По лесной просеке конница бодро идет на полной рыси. От разгоряченных конских крупов валит пар. Скрипят кавалерийские седла, звенит дробный цокот подков. Раннее утро отгоняет дрему, тает сырой, холодный туман, — ожидается яркий солнечный день.
Доватор придержал коня и остановил колонну. Тронув рукой за плечо Карпенкова, коротко приказал:
— Шаповаленко ко мне!
Кони весело пофыркивают, помахивая головами, играют колечками недоуздков: предчувствуют близкий отдых.
— Филипп Афанасьевич! — Доватор склонился к передней луке и, поглядывая на подъехавшего Шаповаленко, тихо спросил: — Казачий способ разведки знаешь?
— Знаю, товарищ полковник, — это помаячить?
Доватор кивнул головой.
— Впереди, метров пятьсот, — переправа, — продолжал Лев Михайлович. — Возьми пять хлопцев, выезжай, помаячь — и обратно. Понял?
— Понял, товарищ полковник. Разрешите выполнять?
— Добре. Рысью, марш! Только осторожненько, чуешь?
Доватор вздохнул, еще ниже склонился к передней луке, выправил чолку и нежно погладил коню шею.
— Начальник штаба, проверь еще раз готовность заслонов! — приказал он Карпенкову.
Сбоку, понукая коня, подъезжал всадник. Доватор узнал комиссара полка Абашева.
— А ну, скажи, Абашев, как твое сердце вещует?
— Дремал на последнем привале, товарищ полковник, и видел во сне домового. Будто он моему коню гриву спутал, а это, говорят, к счастью.

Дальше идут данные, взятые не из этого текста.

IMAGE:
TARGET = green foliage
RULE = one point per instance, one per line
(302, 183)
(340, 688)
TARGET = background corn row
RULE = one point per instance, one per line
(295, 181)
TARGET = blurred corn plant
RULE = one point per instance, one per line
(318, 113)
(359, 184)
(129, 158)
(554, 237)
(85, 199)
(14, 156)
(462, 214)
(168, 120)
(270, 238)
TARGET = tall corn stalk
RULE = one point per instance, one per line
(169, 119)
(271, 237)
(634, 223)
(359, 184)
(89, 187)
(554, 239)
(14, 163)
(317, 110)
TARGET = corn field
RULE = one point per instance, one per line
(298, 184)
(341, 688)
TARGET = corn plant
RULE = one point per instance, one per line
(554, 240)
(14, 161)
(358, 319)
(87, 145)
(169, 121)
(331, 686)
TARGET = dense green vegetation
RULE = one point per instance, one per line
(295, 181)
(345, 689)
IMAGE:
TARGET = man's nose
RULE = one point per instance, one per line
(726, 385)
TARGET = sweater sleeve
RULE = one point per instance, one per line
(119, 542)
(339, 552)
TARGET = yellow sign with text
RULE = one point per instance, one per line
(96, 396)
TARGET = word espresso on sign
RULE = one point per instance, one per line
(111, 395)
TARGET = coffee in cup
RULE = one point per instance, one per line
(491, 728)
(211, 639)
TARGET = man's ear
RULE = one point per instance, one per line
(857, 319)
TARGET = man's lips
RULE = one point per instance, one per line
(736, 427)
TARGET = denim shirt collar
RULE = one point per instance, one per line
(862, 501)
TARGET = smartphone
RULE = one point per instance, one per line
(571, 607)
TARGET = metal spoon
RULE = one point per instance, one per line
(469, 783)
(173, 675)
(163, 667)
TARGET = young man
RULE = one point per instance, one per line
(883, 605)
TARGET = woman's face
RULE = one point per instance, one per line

— Чудак! — тихо смеялся Лев Михайлович. — В каком же духе он тебе представился?
— Да так, старикан с белой бородой, приятный такой старичок.
Всадники выехали на опушку леса и остановились. Тугой прохладный воздух говорил о близости реки. Над лесом нависла голубая просинь, и восток в полнеба горел утренней зорькой.
Шаповаленко остановил коня. Ничего подозрительного не было. Филипп Афанасьевич поехал медленным, спокойным шажком прямо к переправе, за ним следовали пять казаков.
Немцы давно уже заметили всадников, — они ожидали их целую ночь. Казаки подъезжали все ближе, но вдруг остановились, настороженно посмотрели вперед и, круто повернув коней, на полном галопе помчались к лесу. Немцы не выдержали и открыли беспорядочную стрельбу, подняли галдеж, повылазили из окопов. Выдвинутый вперед по пути движения колонны заслон только того и ждал. Два эскадрона, усиленные станковыми пулеметами, в пешем строю скрытно подошли почти к самой переправе. После сильного огневого удара заслон коротким броском ворвался в траншею и оттеснил немецкую засаду на юг.
Конница начала переправу одновременно тремя колоннами Доватор стоял на берегу и подстегивал коней плеткой.
— Шире шаг! — раздавался его требовательный и нетерпеливый голос.
Лев Михайлович все время тревожно посматривал на юг, откуда все явственней и явственней доносился густой клекот танковых моторов. Над переправой с визгом пролетели первые немецкие снаряды.